Partnering on the ground: A key goal of SMART is to fuel the region’s growing advanced manufacturing sector, a top economic development priority linked to Gov. Andrew Cuomo’s Buffalo Billion initiative. Among SMART’s leading partners is Buffalo Manufacturing Works, an innovation and economic development center through which SMART can connect faculty and students with regional firms. Additional partners include architectural terra cotta manufacturer Boston Valley Terra Cotta, Rochester-based Construction Robotics and global construction firm LPCiminelli. SMART’s impacts will range from technology disclosures and patents to changing the way product sustainability is measured industry-wide.
Construction Co-Robotics
Co-lead and Assistant Professor of Architecture Michael Silver is already leading research that will be among SMART’s first test cases. His Rust Belt Robotics Group, co-directed by two UB computer science engineers, is on its fourth in a series of On-Site Construction Robot (OSCR) prototypes. The humanoid robots, which stand less than two-feet tall, are designed to haul materials, climb ladders and navigate construction sites. Developed with consultation from contractors, masons and trade unions, the robots would work with – not replace – laborers, supporting greater productivity and workforce development. Cited by Architect Magazine’s 2015 R&D Awards, the research would also introduce logistical efficiency to construction sites by linking robots to the cloud. The current prototype is being programmed to transmit BIM (Building Information Management) data – e.g., material needs and scheduling adjustments – between the jobsite and the offsite project team.
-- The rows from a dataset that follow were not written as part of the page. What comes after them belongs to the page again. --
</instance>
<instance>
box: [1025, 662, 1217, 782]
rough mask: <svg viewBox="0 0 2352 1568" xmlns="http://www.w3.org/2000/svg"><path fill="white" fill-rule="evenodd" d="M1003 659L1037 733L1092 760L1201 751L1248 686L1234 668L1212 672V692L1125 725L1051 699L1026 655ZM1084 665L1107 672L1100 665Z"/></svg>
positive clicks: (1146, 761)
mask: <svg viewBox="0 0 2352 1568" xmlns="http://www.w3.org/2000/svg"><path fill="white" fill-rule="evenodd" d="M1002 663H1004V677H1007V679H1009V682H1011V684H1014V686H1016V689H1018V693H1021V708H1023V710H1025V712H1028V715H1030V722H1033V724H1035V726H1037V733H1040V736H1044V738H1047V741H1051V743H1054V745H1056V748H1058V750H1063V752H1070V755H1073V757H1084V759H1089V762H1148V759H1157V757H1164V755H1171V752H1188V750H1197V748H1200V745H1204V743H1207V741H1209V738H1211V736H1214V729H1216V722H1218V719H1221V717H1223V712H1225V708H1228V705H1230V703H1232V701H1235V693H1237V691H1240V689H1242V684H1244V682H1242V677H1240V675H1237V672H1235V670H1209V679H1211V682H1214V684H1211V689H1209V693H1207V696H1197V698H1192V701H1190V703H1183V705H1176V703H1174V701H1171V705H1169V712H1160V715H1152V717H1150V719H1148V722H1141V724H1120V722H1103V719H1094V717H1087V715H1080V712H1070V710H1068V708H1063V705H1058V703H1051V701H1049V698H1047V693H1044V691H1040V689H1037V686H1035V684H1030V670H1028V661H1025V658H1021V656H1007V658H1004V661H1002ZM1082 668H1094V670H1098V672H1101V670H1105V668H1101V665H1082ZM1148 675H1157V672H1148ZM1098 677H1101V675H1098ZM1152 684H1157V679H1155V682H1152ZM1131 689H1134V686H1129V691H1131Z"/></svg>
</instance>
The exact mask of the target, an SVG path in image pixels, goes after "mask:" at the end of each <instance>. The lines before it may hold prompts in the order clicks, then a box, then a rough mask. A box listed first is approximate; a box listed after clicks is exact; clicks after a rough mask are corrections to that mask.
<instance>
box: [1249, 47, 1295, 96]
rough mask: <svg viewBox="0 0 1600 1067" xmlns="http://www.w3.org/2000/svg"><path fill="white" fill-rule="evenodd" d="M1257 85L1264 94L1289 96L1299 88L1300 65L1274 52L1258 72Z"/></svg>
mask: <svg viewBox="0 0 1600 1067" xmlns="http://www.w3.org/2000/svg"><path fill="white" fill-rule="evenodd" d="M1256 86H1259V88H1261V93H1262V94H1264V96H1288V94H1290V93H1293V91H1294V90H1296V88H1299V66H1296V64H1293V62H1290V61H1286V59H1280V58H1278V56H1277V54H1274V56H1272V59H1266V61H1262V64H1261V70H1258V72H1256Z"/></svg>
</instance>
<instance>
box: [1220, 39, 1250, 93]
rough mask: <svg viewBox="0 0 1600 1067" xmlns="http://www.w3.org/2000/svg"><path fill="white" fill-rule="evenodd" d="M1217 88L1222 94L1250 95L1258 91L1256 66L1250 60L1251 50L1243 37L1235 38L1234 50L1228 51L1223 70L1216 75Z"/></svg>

Rust Belt Robotics turns next to a multi-year proof-of-concept initiative with Buffalo-based construction firm LPCiminelli, which will test the prototype on an actual jobsite and advance the robot as a tool for contractors. Silver says this work is an example of how SMART can push the disciplines of architecture and engineering into new intellectual territory.
“We’re not just appropriating tools. We’re building them. That requires new kinds of collaboration between architects and engineers.”